##A Principal Protected, Local Currency International Investment ##
Royal Fidelity has expanded its international investment product offerings with the launch of TIGRS (Total Index-Linked Global Returns Securities) 4, an emerging-market linked fund that gives Bahamian investors an opportunity to take advantage of growth in the world’s fastest growing economies.
The fund is structured to provide 60% equity exposure to Emerging Market economies such as China, Brazil, Taiwan, Korea, and Singapore, while balancing this weighting with a 20% exposure to each of the S&P 500 U.S. Index and the MSCI European, Australasian, and Far East (EAFE) Indices.

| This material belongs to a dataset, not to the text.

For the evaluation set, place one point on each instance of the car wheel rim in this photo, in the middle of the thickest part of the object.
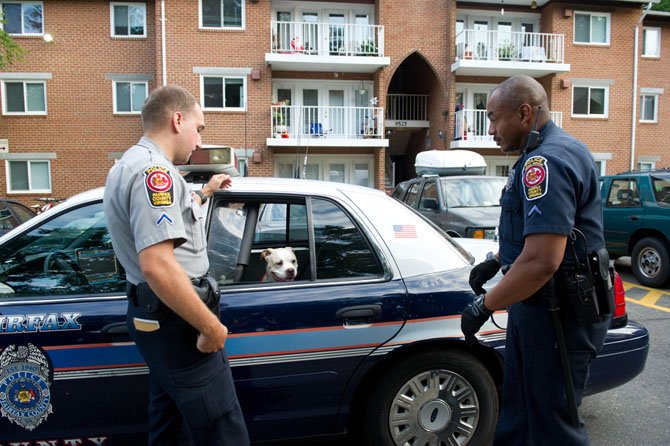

According to Royal Fidelity President Michael Anderson the fund provides several other key benefits to investors as well. *“This is the fourth TIGRS fund that we’ve launched here, and it represents a significant opportunity for Bahamian investors. They can now use Bahamian Dollars to get 100% of the potential upside of an equity investment in the world’s fastest growing markets while knowing that, as a result of the 100% principal protection feature, they will not lose any of the money they invest.”*
The investment weighting reflects Royal Fidelity’s belief that economic growth in the Emerging Market sector will drive global growth over the coming years, a view shared by the IMF and several global investment banks. The Emerging Markets account for nearly 80% of the world’s population and are rapidly adopting more consumer-oriented habits as their economies prosper. Companies such as Samsung (Korea), Embraer (Brazil), Cemex (Mexico) and Hyundai (Korea) have already proven they can compete globally and today represent some of the world’s top multinational firms.
*“The prospects for growth within Emerging Market countries relative to Developed Markets is compelling,”* said Joseph Euteneuer, Royal Fidelity Fund Manager. *“China – with 1.3 billion citizens – represents the most dynamic picture of the forces behind this growth. Analysts estimate that nearly one million people per week are either being born into or moving into China’s cities, requiring the Chinese Government to spend massive sums on infrastructure such as housing, electricity, and roads. Companies that can meet this enormous demand stand to benefit significantly. Other Emerging Market countries like Brazil and India have experienced an explosion of consumer demand for goods and services, as their economies flourish and disposable income increases.”*
Euteneuer said that the large corporations that make up the S&P and EAFE Indices should also benefit as they increase their presence in these markets. *“These multinationals already receive anywhere from 25%-75% of their sales/revenue from outside the borders of their home countries,”* he says. *“I’m fairly certain that the current demographics of these countries and potential business opportunities have not escaped the attention of S&P companies like Coca Cola, Microsoft and Exxon Mobil, or EAFE companies such as Nestle, Royal Dutch Shell and HSBC.”*
The Royal Fidelity TIGRS 4 fund links to equity indexes in Emerging Markets, the US, and Europe, Australasia and the Far East. The 5-year closed-end fund offering opens November 29th and closes December 10th, with a $5 million total issue.